Assisili Fransua’nın imansızlara vaaz eden havariler gibi yaşamayı ve imansızlar tarafından şehit edilmek suretiyle havariler gibi ölmeyi arzusunu gerçekleştirmek ve imansız olarak kabul ettiği Müslümanlara vaaz etmek amacıyla 1212’de Haçlı seferine gidenlere katılmak için İtalya’da Outremer’e giden gemiye binmek ister fakat bazı aksilikler o gemiye binmesine mani olur. Lakin çabasından vazgeçmez ve 1219’da Outremer’e ulaşarak V. Haçlı Seferi (1217-1221) sırasında Dimyat’taki (Damietta) haçlı kampına gelir. Thomas of Celano’nun anlattıklarına göre önce haçlı kampındaki askerlere savaşın bizzat kendisinin bir hezimet olduğunu anlatır. Kampta bulunduğu sırada sık sık askerlerle sohbet ettiği, onlara vaazlar verdiği anlatılmaktadır. Fransua’nın, Müslümanlara İsa’nın mesajını ulaştırmak için haçlı seferlerinin bütünüyle yanlış olduğunu düşündüğünü ve onun haçlı seferini engellemek için uğraştığını fakat Kardinal Pelagius’u ikna edemediği ifade edilmektedir. Nitekim Kardinal, Sultan el-Kamil’in barış teklifini de reddeder.133

Lakin öncelikle Fransua’nın sonrasında ise onun takipçileri olan Fransiskenlerin en önemli misyon alanı olarak Müslümanları görmeleri, onun Eyyubi Sultanı el-Kamil’le görüşme arzusu taşıması iddiasını öne çıkarmaktadır. Zaman zaman Kilisenin inanmayanlara ya da heretik gruplara karşı düzenlediği haçlı seferlerinde üs olarak Fransisken manastırlarını kullanması, problemli bölgelere Fransisken rahipleri sevk etmeleri savaş konusunda, en azından Müslümanlar konusunda çok fazla derecede olumsuzluk taşımadıkları izlenimini doğurmaktadır. Öte yandan Fransua’nın en önemli amaçlarından birisi olan Müslümanları Hristiyanlaştırma çabasının savaşa dair olumsuz görüşlerini gölgelemesi gayet doğaldır. Vitryli James, Fransua’nın haçlı kampına kalbi imanla dolu olarak geldiğini ve haçın düşman üzerinde galip geleceğinden asla endişe etmediğini anlatır. Ona göre Fransua, orada Müslümanlara Tanrı’nın sözünü anlatmış lakin bir başarı elde edememiştir. Ama yine de metinlerde bu hadiseyi anlatırken Sultan’ın onu can kulağıyla dinlediği anlatılır.

133

Cengiz Batuk, “İki Sultan St. Francis, Fransiskenler ve Bir Arada Yaşama Sorunu”, Milel ve Nihal, İstanbul, 2009, c.6, Sayı:2, s. 199-231.

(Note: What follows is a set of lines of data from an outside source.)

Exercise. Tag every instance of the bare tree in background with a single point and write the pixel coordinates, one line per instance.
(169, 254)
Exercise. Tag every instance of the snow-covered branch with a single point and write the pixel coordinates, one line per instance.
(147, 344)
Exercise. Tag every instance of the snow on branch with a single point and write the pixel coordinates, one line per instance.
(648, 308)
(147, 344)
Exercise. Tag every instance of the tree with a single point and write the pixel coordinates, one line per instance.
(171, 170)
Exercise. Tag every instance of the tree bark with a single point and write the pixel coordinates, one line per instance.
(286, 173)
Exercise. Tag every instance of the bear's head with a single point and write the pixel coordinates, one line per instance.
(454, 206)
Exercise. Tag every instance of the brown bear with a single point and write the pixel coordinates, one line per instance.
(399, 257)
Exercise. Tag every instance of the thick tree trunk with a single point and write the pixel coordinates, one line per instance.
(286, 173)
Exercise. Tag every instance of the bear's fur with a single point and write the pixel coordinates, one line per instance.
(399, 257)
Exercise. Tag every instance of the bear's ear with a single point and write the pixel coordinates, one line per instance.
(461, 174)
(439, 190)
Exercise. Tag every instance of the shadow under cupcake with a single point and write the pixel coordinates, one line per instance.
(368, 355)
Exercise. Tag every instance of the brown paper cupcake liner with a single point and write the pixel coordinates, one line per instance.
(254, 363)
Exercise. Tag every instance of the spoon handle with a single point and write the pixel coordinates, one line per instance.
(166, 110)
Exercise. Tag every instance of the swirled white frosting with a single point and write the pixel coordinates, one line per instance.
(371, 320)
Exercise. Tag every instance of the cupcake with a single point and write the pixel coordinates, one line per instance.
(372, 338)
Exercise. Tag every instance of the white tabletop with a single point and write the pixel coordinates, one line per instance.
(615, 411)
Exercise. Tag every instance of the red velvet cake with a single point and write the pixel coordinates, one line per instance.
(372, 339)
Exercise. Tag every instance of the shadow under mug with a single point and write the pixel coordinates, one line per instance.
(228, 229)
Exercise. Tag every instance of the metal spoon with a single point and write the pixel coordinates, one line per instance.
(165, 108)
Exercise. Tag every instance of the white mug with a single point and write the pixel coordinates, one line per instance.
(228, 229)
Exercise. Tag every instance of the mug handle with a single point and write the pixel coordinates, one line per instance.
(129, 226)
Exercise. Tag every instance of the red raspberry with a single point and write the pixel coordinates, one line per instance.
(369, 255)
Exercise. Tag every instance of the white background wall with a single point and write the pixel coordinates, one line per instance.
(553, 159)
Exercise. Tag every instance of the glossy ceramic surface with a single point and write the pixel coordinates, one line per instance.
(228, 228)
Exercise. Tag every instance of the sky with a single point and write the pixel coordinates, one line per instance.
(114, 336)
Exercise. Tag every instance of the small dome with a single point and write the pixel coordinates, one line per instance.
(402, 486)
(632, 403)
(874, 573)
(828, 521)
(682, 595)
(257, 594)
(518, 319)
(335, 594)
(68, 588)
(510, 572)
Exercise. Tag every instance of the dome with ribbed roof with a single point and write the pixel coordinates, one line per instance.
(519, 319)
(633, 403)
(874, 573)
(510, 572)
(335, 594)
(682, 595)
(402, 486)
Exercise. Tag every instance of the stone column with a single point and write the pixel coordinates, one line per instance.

Sultan, hakkındaki olumsuz bakış açısına rağmen, kendinin Hz. Peygamber’in yolundan gittiğini ve yaptıklarının onun sünnetini takip etmekten başka bir şey olmadığını düşünmektedir. Onun Enfâl suresinde yer alan bir ayeti kendisine referans olarak aldığı iddia edilmektedir: “Eğer onlar barışa yanaşırlarsa sen de ona yanaş ve Allah’a dayan, çünkü O, işitendir, bilendir. Eğer sana hile yapmak isterlerse (korkma) Allah sana yeter. O ki, yardımıyla seni ve mü’minleri destekledi.” 134

Ünlü Hristiyan ressam Gustave Doré’nin “François devant le Sultan” (Fransua, Sultan’ın önünde)”, adlı tablosunda bu sahneyi yorumlar. Sultan oturmakta ve can kulağıyla Fransua’yı dinlemektedir. Fransua ayakta, mağrur, kendisinden emin ve ders verir bir edayla konuşmaktadır. Bununla birlikte bu sahnenin aksini düşünen ve diyalog ortamında yer alan bu iki kişinin de karşılıklı olarak birbirlerinden etkilendiğini ve özellikle Fransua’nın etkilendiğini düşünenler de vardır. Bazı XX. yüzyıl yazarları, Fransua ve el-Kâmil karşılaşmasını, fanatik haçlılar ve cihadistlerin arasındaki kavganın uzağında iki barış adamının sohbeti olarak görmektedirler. Onlara göre Sultan’ın çadırındaki konuşma, dostça bir konuşmaydı. Konuşma boyunca Fransua, barışı anlattı ve iki adam kendi ruhsallıklarının köklerini keşfettiler. Öyle ki Fransua açısından sufizmi tanımasını sağlayan bir fırsat olduğu iddia edilmektedir.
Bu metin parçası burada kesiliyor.